This reference architecture shows how to combine Anthos Service Mesh with Cloud Load Balancing to expose applications in a service mesh to internet clients.
Anthos Service Mesh is a managed service mesh, based on Istio, that provides a security-enhanced, observable, and standardized communication layer for applications. A service mesh provides a holistic communications platform for clients that are communicating in the mesh. However, a challenge remains in how to connect clients that are outside the mesh to applications hosted inside the mesh.
You can expose an application to clients in many ways, depending on where the client is. This reference architecture is intended for advanced practitioners who run Anthos Service Mesh but it works for Istio on Google Kubernetes Engine (GKE) too.
Mesh ingress gateway
Istio 0.8 introduced the mesh ingress gateway. The gateway provides a dedicated set of proxies whose ports are exposed to traffic coming from outside the service mesh. These mesh ingress proxies let you control network exposure behavior separately from application routing behavior.

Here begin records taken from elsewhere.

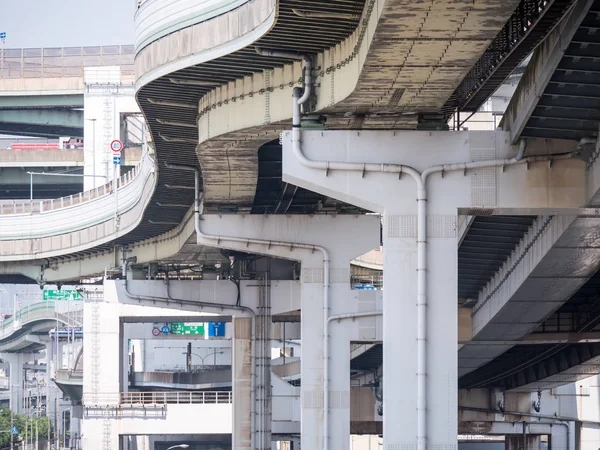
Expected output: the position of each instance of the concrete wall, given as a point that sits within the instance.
(106, 97)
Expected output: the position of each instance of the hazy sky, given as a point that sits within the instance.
(66, 23)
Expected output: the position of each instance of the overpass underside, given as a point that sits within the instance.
(482, 239)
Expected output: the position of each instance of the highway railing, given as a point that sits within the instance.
(62, 62)
(41, 219)
(43, 206)
(34, 312)
(158, 398)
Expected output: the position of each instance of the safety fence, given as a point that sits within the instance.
(63, 62)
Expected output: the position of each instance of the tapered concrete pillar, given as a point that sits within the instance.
(328, 244)
(241, 353)
(16, 362)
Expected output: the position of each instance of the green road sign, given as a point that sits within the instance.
(191, 328)
(62, 295)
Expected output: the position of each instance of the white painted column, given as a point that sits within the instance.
(399, 332)
(442, 330)
(344, 238)
(101, 374)
(15, 361)
(76, 420)
(311, 354)
(241, 365)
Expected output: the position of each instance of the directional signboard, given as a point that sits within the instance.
(62, 295)
(178, 328)
(191, 328)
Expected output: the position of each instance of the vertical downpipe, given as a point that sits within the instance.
(421, 316)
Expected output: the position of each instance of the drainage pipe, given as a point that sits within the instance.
(421, 181)
(297, 56)
(522, 148)
(243, 309)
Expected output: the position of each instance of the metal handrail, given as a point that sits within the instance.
(11, 207)
(31, 312)
(159, 398)
(63, 62)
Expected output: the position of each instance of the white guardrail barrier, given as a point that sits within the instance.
(25, 219)
(31, 313)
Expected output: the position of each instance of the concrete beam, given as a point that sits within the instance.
(540, 70)
(40, 130)
(60, 117)
(41, 158)
(71, 100)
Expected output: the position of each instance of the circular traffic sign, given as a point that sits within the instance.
(116, 146)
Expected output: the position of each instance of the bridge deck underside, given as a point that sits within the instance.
(569, 107)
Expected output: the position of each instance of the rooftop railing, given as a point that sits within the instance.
(63, 62)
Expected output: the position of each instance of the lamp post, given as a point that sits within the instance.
(93, 148)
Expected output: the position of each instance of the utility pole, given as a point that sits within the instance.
(37, 418)
(12, 424)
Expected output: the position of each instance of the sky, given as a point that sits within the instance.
(66, 23)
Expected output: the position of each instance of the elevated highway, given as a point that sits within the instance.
(42, 89)
(218, 104)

The proxies also let you apply routing and policy to mesh-external traffic before it arrives at an application sidecar. Mesh ingress defines the treatment of traffic when it reaches a node in the mesh, but external components must define how traffic first arrives at the mesh.

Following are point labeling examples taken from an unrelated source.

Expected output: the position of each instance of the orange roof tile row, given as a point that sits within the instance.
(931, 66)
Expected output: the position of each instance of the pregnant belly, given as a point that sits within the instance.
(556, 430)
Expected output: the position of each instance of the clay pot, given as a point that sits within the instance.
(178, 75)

To manage this external traffic, you need a load balancer that is external to the mesh. This reference architecture uses Google Cloud Load Balancing provisioned through GKE Gateway resources to automate deployment.
For Google Cloud, the canonical example of this setup is an external load balancing service that deploys a public network load balancer (L4). That load balancer points at the NodePorts of a GKE cluster. These NodePorts expose the Istio ingress gateway Pods, which route traffic to downstream mesh sidecar proxies.
The following diagram illustrates this topology. Load balancing for internal private traffic looks similar to this architecture, except that you deploy an internal passthrough Network Load Balancer instead.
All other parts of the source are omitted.